In July 2014, the General Synod of the Church of England after years of discussion since 1992 passed legislation that both allowed for the consecration of women as bishops, and made promises that traditionalists would continue to have an honoured place in the Church.
Those promises were contained in ‘five principles’ of mutual recognition. The promise was that those who “on grounds of theological conviction are unable to receive the ministry of women bishops or priests, will continue to be within the spectrum of teaching and tradition of the Anglican Communion, the Church of England remains committed to enabling them to flourish within its life and structures; and pastoral and sacramental provision for the minority within the Church of England will be made without specifying a limit of time and in a way that maintains the highest degree of communion and contribute to mutual flourishing across the Church of England.”
Because of this commitment, both Evangelical and Anglo-Catholic members of the synod felt able to vote, as I did, for the legislation. I had been involved in the Synod debates since 2005 as reports and legislative drafts were discussed and rejected. Eventually, formal synodical processes were set aside and Justin Welby and his Canon for reconciliation, David Porter who had been involved in the Peace Process in Northern Ireland stepped in.
They brought together recognised representatives and leaders from all points of view for a series of meetings starting in September 2012 which developed over time a solution that all could accept with integrity:. women would be consecrated as full and not second class bishops, and the minority who could not receive their ministry were assured a succession of bishops who would give oversight to their churches and ordain their priests. Disputes were to be resolved by an ombudsman.
Sadly, tragically, disastrously and appallingly, these vows have now been broken.

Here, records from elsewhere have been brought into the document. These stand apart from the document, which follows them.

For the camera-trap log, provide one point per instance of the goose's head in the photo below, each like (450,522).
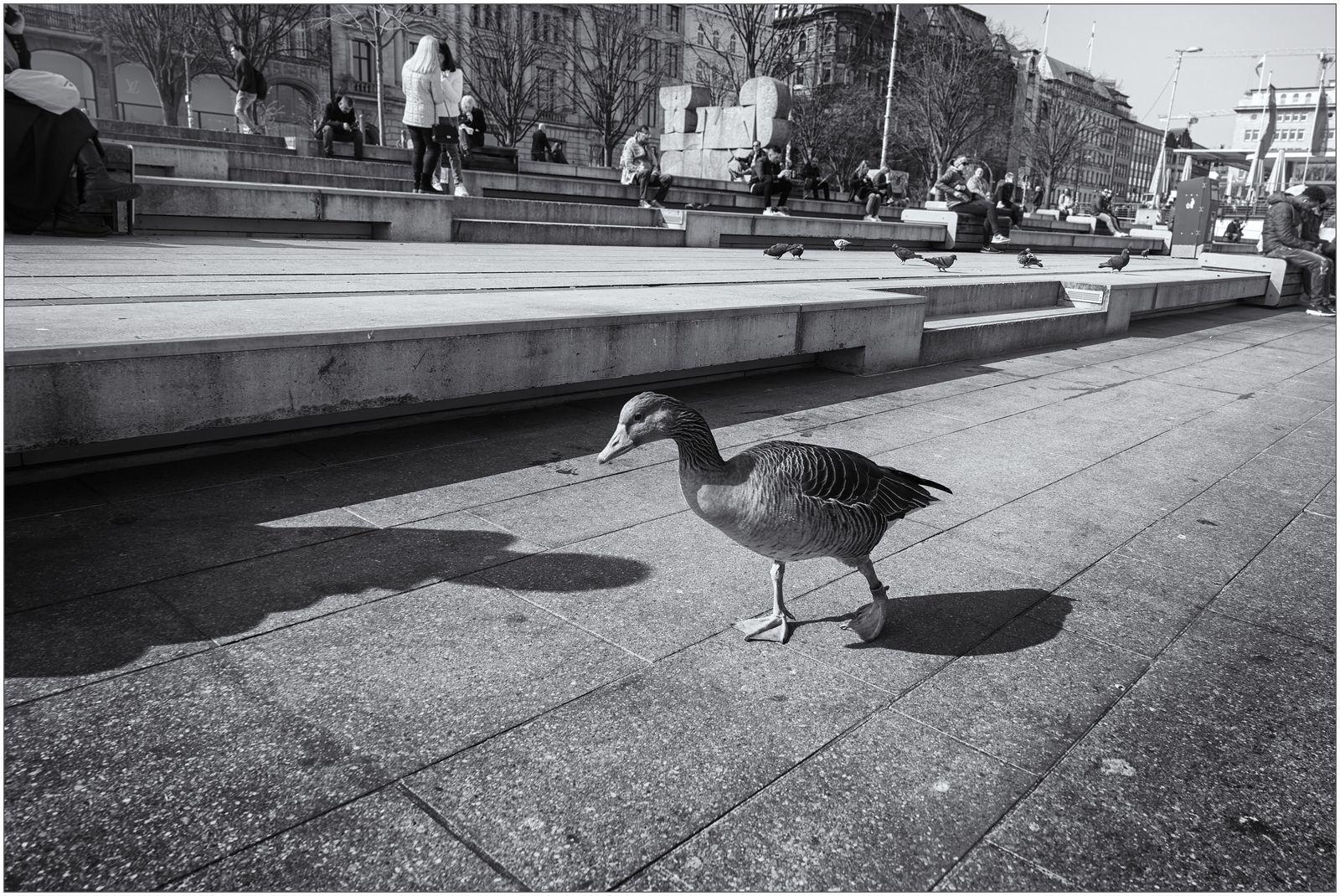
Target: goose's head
(645,418)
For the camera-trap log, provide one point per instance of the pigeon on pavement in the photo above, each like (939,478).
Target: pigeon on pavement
(1118,261)
(1028,260)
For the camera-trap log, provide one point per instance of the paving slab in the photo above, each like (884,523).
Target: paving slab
(662,754)
(381,842)
(1217,772)
(889,808)
(131,782)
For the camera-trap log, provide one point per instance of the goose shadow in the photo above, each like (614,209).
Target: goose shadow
(955,623)
(348,568)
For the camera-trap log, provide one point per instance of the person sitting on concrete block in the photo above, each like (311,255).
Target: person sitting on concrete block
(641,169)
(1105,214)
(341,123)
(768,181)
(953,187)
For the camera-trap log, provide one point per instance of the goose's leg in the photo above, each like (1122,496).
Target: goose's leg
(870,619)
(770,627)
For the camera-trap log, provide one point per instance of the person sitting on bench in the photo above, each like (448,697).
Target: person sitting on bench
(341,123)
(1103,214)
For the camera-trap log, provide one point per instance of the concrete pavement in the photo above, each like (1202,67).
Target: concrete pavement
(462,655)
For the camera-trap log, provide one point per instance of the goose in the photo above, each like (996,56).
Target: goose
(783,500)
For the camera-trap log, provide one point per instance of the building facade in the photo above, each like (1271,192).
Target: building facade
(1296,111)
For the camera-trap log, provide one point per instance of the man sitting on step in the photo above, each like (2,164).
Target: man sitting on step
(341,123)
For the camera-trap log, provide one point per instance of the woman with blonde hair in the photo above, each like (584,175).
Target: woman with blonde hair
(448,131)
(421,80)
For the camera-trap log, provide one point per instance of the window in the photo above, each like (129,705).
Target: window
(362,60)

Following the announcement that Bishop Philip North, Suffragan (or assistant) Bishop of Burnley, had been nominated to be Diocesan Bishop of Sheffield, a campaign was mounted by the Sheffield Alliance for Ministry Equality comprising people within the diocese, and powerful figures outside such as Martyn Percy the Dean of Christ Church Oxford, objecting to his appointment on the grounds that it would “represent the toleration of gender-based sectarianism”.
But the time for those arguments is past. General Synod settled the question that this would not be the result. Refusal to include in the Church those Bishops who disagree on the matter of the ordination and consecration of women, makes such sectarianism more and not less likely.

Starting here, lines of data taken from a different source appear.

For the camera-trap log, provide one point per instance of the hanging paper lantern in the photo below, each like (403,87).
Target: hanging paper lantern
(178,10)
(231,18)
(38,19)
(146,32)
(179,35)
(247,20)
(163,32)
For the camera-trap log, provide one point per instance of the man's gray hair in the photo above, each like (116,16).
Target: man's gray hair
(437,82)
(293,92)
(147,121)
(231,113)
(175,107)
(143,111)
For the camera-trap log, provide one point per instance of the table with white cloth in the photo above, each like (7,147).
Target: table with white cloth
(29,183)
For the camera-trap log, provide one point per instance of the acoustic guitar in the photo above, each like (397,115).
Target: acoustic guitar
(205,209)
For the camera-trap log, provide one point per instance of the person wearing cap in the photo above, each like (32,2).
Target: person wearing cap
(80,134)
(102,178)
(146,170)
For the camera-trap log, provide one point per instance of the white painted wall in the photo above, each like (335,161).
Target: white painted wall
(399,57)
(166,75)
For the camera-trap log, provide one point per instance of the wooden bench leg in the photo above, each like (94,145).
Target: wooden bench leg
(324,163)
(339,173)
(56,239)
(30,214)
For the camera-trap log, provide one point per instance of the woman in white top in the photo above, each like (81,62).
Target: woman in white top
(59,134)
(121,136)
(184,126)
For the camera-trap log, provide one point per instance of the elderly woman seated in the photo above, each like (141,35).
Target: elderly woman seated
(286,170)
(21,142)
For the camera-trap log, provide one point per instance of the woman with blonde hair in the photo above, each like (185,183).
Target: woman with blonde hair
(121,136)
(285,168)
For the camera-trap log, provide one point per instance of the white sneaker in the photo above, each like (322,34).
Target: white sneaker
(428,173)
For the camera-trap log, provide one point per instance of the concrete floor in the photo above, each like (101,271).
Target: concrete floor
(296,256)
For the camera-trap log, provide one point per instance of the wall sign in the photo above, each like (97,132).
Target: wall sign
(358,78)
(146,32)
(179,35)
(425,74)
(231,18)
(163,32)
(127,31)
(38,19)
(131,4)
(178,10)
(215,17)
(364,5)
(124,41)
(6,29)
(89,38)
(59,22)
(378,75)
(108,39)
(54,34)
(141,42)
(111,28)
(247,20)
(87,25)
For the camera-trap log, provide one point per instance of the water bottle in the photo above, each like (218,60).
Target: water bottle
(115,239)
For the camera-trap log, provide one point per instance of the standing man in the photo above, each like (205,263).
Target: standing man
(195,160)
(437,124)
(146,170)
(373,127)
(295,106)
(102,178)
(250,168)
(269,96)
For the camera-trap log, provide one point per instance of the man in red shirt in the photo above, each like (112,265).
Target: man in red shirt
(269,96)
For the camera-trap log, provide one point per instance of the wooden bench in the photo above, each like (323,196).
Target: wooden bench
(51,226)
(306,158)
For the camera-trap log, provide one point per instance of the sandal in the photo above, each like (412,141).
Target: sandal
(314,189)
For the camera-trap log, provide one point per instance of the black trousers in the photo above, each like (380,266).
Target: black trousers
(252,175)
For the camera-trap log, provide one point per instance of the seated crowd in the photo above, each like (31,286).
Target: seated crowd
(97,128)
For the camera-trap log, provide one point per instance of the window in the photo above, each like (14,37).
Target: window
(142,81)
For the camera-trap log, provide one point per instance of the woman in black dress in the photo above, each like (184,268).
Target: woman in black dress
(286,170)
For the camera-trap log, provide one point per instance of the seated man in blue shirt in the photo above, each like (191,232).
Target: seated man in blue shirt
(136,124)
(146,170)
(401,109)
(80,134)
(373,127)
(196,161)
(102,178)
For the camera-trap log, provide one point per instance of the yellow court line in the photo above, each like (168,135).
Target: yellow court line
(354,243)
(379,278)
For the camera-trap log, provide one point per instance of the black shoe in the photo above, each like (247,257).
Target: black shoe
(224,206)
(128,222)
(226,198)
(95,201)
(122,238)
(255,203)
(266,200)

Susan Leafe the Director of Reform has written: “I have lost count of the number of times conservatives have been asked to trust that we can flourish in the Church of England, but without solid evidence that there is an equal future for conservatives in the Church of England (beyond that of dhimmitude) it becomes harder and harder to convince talented young men and women to offer themselves to serve in this denomination or to persuade congregations to continue to finance the work.”
It is now not only the Catholic supporters of Bishop North’s theology of ordination who are distressed. Many women priests are also upset. The Rev Jules Middleton a priest in Chichester Diocese where the Bishop, Martin Warner, takes the same stance as Bishop North: ‘I, as an ordained woman want to publically say that I am appalled at the way +Philip has been treated and sad that he has felt the need to step aside, which can only be due to the recent and public objections – how is this in any way enabling mutual flourishing?’
Questions must be asked. Bishop North was clearly intimidated and bullied. His resignation statement speaks of “highly individualised attacks on me.” Such bullying had already persuaded him to withdraw from being nominated to the suffragan see of Whitby in 2012. Did the bullies smell blood and decide to go for the jugular in 2017, to prevent a man widely recognised as being a gifted minister of the gospel with long experience in some of the most deprived urban parishes in England, from becoming a diocesan Bishop?
We must assume that his Archbishop, the Archbishop of York will have tried to encourage him to weather the storm. Being a single man Bishop North will have needed the support of friends and colleagues. But given that this campaign against him was well-organised within and beyond the Diocese of Sheffield, did the Archbishops of York and Canterbury, the ultimate guarantors of those vows, consider calling in its leaders, listening to their concerns, and as any Prime Minister would have done in other circumstances, making it clear to them that if they cannot accept the policy of the Church of England they should consider their position? And if not, why not?
This will not stop here. The Bishop of Maidstone writes: “if it (the concept of mutual flourishing) is to survive as our governing motif, then urgent action will be needed to demonstrate its effectiveness. In the absence of such action, we will simply have given in to those who hounded Philip North out of office.”
One blogger states: “There can now be no radically inclusive formula of words, no guiding principles, no memorandum of agreement or synodical ‘fudge’ by which those Anglicans who oppose the creation of some sort of liturgical same-sex blessing (proto-marriage), and those who advocate it as a fundamental equality or Christian social justice, can coexist in the Church of England. The hounding of Philip North from the Bishopric of Sheffield has put paid to all carefully-crafted yarns of mutual flourishing and rose-tinted via-media tolerance: mob rule has supplanted synodical governance; bullying and hounding have usurped reason, vocation and love.”
Once vows are broken, trust is very difficult to restore.